We see this passive-aggressive mentality in the recent flareup between Reps. Wasserman Schultz and West: the former -- the chair of the DNC -- gave a campaign speech on the floor of the House designed to hurt West with his constituents. She didn't use his name, and she didn't come out and say "he wants to kill old people," but she wanted to present people with the dishonest implication that West was sacrificing the health of the elderly for handouts to corporations. West responded, in a privare e-mail, with some nasty invective directly toward her.
The media, of course, thinks what West did was far worse. But I can't see it. What he said was more direct, but in substance, wasn't any worse than what she said. And at least he said it privately, instead of on the floor of the House (which violated House rules). And completely ignored is that while what Wasserman Schultz said about West was almost entirely untrue, what he said about her was almost entirely true.
We have this irrational style-over-substance, passive-aggressive, mentality, where if I call someone a liar, that's somehow worse than the lie I am referring to. So a process if "broken" if we cannot "compromise," but if we have a "compromise" that leads to bankruptcy, we have a process that is "working."

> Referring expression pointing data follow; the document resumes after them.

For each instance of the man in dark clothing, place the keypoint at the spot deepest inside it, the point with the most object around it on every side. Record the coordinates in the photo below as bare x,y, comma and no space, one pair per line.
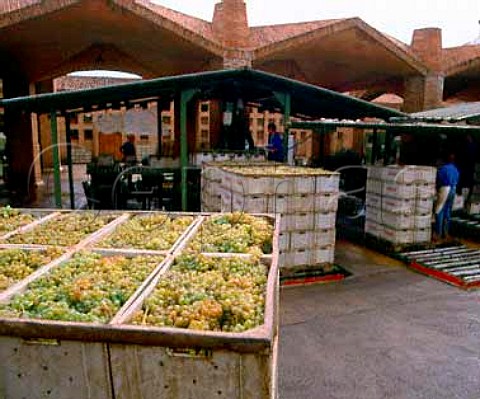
447,180
466,166
128,149
275,144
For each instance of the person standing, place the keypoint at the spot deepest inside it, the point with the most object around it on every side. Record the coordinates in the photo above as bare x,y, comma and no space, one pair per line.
466,166
447,180
128,150
275,144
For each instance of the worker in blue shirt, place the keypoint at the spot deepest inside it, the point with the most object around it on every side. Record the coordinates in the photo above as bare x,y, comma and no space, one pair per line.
447,180
275,144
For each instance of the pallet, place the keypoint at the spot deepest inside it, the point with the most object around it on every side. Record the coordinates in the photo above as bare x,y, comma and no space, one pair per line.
456,265
313,275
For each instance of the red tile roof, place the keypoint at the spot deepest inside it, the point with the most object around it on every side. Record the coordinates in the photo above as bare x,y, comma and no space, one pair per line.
7,6
458,56
196,25
265,35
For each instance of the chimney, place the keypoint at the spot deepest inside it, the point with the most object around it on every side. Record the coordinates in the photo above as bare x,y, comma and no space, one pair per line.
427,45
230,24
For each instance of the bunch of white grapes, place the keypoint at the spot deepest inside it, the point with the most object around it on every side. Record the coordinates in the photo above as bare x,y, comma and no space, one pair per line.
65,230
11,219
235,232
88,288
208,293
17,264
152,232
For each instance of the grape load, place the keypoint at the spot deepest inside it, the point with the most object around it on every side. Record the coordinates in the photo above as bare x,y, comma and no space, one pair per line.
207,293
152,232
234,233
17,264
67,229
87,288
11,219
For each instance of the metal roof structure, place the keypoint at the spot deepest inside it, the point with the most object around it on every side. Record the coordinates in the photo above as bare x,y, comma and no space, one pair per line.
466,112
399,124
251,85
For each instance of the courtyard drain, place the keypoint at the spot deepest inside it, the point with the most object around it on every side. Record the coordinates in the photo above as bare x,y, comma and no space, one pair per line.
458,265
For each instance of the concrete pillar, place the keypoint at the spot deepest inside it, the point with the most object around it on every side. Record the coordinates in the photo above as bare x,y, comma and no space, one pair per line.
230,24
20,143
426,92
423,92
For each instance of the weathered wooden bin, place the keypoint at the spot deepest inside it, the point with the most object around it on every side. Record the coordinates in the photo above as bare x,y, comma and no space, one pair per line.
44,358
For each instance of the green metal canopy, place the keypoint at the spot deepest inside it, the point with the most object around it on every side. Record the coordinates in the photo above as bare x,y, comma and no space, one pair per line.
251,85
267,90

This sort of nonthink is no more evident than in the media's treatment of "fairness." On Meet the Press this morning, historian Doris Kearns Goodwin eloquently made the case for how great politicians of the past had a wonderful sense of fairness, which she essentially defined as being a moderate. But I defy her, or anyone else, to objectively explain to me how "cut, cap, and balance" is unfair to anyone. It's the beginning of the ultimate in fairness. We'd also need to have a flat-rate income or consumption tax, and continued cuts in the federal government, before we could be fair, but to me the entire federal policy of the moderates -- which is mostly leftwing-lite, including massive taxes on the middle class and wealthy, and massive expenditures to give things to people who "need" them -- is grossly unfair (not to mention unconstitutional).
Fairness means treating people equally, by the same standards. Fairness is the rule of law, where we don't let men change the rules to be whatever they wish after the fact. Fairness is, essentially, libertarianism/conservatism, where the government doesn't tell people how to live or what to do, let alone take what people have in order to bring about some desired social outcome.

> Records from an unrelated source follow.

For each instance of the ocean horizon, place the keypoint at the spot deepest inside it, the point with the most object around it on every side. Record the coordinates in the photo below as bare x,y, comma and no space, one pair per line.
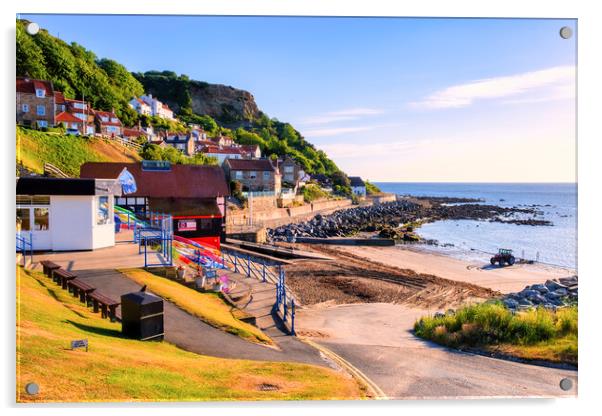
476,240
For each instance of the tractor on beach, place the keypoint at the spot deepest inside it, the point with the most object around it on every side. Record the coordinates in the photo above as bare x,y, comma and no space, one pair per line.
503,257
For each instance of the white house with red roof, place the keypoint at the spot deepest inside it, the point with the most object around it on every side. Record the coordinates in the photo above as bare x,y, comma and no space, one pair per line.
35,102
108,123
157,108
222,153
141,107
70,122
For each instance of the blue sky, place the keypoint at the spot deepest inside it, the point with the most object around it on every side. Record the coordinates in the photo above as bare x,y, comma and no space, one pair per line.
389,99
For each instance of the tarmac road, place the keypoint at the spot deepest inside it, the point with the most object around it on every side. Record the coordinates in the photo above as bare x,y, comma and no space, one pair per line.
376,339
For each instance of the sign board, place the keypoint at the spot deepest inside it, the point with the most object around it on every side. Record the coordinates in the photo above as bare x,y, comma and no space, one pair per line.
127,181
79,343
187,225
156,165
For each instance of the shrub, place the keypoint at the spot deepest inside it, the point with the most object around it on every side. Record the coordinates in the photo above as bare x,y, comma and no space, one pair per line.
491,323
313,192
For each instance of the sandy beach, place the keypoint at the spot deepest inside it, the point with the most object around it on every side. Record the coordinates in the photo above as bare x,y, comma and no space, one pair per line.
505,280
369,322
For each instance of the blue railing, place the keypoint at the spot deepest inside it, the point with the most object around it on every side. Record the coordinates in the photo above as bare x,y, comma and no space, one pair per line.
266,271
285,304
25,245
158,230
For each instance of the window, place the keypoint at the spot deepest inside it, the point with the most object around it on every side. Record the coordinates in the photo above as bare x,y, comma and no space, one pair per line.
23,221
33,200
102,213
40,217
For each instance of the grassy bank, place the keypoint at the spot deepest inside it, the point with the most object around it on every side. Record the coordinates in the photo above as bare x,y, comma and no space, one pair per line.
535,334
119,369
66,152
208,307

You might think that it's a good thing to take from the rich to give to the poor, but it's not fair: it is, essentially, stealing, which is the opposite of fairness. When I give to charity, I don't do it because it's "fair," it's because I want to help people who need the help. I don't have this irrational self-loathing causing me to think that what I have isn't fair to other people. Of course it's fair: I didn't violate any laws or anyone's rights or do anything unreasonable to get what I have. So how is it not fair that I have it, that justifies anyone saying it is "fair" to take it to give it to someone else?
What bothers me isn't that someone has a different (and completely illogical) view of "fairness," or "compromise," or "broken": it's that the media almost entirely accepts these views as objective truth, when, if anything, there's a serious dearth of rational arguments backing up those views in the first place.